Tomorrow's Vig

HI!

JUST A SOMETIMES CYNICAL,
ASPIRING WRITER HERE CREATING
BITE-SIZED STORIES WITH FUN,
ORIGINAL ART FROM MY DUSTY
BROOKLYN STOOP.

MY DAY JOB KINDA BLOWS, SO YOUR
SUPPORT GETS ME A STEP CLOSER TO
DOING THIS FULL TIME. AND JUMP ON
MY EMAIL LIST FOR UPDATES, TOO.

MARTIN

Blocked_

Pointillism illustration of a safe with glass side walls.

I battle my mind while my finger hovers over the enter key. Worst-case scenario? The first pic will be of him with his arm wrapped around a new boyfriend. It makes my stomach churn. But I miss him. A lot.

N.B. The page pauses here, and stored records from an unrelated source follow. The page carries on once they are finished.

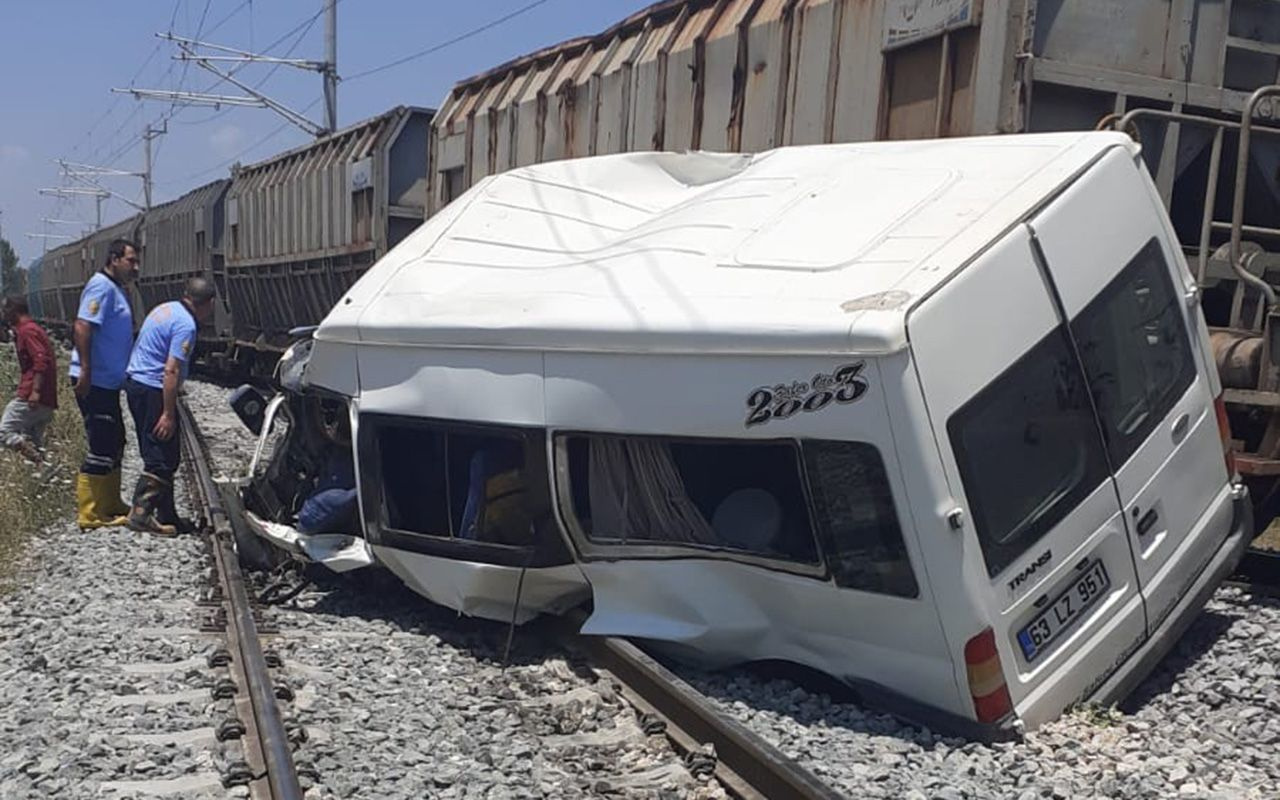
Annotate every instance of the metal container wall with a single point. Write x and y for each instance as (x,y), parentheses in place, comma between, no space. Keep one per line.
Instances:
(182,240)
(302,227)
(752,74)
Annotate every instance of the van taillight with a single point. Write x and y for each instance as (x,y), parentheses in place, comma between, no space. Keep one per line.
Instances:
(1224,429)
(986,679)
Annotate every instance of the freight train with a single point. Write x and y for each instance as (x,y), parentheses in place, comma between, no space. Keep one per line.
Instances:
(282,240)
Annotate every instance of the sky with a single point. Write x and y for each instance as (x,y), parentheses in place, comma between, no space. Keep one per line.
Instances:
(62,58)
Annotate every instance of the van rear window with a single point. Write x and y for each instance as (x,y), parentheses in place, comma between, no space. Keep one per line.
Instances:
(1028,448)
(771,499)
(1133,343)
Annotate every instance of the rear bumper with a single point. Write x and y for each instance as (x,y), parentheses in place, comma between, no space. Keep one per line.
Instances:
(1162,639)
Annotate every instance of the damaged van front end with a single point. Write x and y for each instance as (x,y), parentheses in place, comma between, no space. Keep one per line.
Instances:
(300,494)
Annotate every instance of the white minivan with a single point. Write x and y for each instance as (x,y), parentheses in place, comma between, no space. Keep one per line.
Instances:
(938,419)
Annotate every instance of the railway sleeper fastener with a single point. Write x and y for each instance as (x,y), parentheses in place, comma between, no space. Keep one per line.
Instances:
(215,622)
(238,773)
(231,728)
(306,769)
(220,657)
(700,764)
(652,725)
(296,731)
(225,689)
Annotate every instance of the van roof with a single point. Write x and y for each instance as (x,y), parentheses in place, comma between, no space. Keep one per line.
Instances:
(816,248)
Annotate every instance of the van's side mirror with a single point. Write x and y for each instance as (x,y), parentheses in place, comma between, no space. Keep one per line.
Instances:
(1274,337)
(250,407)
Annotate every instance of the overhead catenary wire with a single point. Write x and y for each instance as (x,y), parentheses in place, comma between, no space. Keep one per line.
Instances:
(461,37)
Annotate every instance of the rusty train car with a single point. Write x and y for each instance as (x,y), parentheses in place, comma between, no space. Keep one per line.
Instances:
(754,74)
(282,238)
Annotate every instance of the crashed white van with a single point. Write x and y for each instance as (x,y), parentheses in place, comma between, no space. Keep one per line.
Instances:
(938,419)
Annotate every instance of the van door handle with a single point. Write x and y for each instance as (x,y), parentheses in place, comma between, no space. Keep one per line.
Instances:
(1180,426)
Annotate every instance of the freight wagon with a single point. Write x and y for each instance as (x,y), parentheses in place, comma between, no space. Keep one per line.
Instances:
(183,240)
(65,269)
(753,74)
(282,240)
(304,225)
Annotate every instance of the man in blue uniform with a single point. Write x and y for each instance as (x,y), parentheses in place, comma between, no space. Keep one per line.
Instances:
(104,336)
(159,365)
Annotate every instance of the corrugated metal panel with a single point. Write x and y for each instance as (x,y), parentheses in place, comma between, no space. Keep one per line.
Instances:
(311,220)
(753,74)
(181,237)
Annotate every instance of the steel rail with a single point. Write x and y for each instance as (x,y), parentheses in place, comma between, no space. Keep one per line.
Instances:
(272,737)
(746,766)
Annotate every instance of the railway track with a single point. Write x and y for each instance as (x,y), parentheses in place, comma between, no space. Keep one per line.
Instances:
(268,767)
(741,762)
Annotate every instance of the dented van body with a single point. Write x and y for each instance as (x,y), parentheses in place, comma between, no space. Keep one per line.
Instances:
(938,419)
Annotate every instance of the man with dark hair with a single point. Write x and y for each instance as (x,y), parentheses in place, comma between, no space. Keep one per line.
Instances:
(22,428)
(103,334)
(156,370)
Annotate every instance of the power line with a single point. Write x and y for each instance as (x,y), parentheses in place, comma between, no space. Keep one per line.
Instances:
(305,26)
(237,156)
(447,44)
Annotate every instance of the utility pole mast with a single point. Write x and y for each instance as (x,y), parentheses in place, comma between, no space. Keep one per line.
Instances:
(150,133)
(330,64)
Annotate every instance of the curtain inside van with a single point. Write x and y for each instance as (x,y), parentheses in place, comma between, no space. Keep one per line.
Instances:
(636,493)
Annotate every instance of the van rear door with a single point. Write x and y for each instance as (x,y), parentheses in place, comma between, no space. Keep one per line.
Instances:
(1046,557)
(1125,293)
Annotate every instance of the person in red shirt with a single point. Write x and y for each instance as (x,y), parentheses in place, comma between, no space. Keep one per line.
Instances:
(22,428)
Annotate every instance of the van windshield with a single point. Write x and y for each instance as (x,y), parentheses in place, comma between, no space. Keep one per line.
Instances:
(1029,449)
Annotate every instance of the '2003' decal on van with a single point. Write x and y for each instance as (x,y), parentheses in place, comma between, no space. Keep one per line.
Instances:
(844,385)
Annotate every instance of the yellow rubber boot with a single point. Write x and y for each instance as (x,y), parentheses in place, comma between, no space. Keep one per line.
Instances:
(110,503)
(88,493)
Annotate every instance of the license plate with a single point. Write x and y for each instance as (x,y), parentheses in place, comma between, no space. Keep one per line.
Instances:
(1064,611)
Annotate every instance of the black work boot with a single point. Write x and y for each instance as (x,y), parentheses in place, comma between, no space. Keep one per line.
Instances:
(146,501)
(167,512)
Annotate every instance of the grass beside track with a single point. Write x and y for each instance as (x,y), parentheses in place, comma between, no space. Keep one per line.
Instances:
(28,502)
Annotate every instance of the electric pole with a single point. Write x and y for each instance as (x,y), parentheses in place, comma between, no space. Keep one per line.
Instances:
(330,64)
(150,133)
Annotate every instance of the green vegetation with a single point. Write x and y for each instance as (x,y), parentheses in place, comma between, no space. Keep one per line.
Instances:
(13,280)
(28,501)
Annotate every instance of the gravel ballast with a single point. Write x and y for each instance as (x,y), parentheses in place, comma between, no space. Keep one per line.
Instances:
(101,662)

My mind interjects, “There’s no way this ends well. Even if there’s no boyfriend, you’re still looking at someone you loved who doesn’t want you in his life. It equals sadness. Your hope that his looks have faded? It won’t matter. You’ll see him with friends. It’s a word he won’t apply to you. That equals tears. What is there to gain?”

I guess to tempt fate. I want it to make the decision and push me in one direction or another since I lack the strength to let go. 

I’m so weak.

I hit enter.

While the page loads my heart spasms and my breath starts.

No boyfriend.

The first pics are just nights out. And yeah, with friends, and it does make me sad. But in a way I hadn’t expected.

Looking at the images, his friendship feels distant and foreign. I can’t quite grasp why he made me so sad.

“It was bad though,” my mind reminds me.

I know. Bursting off the 6 train in rush hour traffic after missing my stop to let out the tears leapfrogging their way up my throat is hard to forget. But I didn’t care, blubbering against that wall. It felt good to let them out.

The next pic is a gut punch. It’s just him standing in front of graffiti, looking artificially spontaneous. Having been that photographer more times than I can count, I can tell he’s working out a quippy caption and my mind races with options. With a grin, I improv one, knowing how much they make him laugh, then realize there’s no ear to hear the words because the moment isn’t for me. It’s for someone else.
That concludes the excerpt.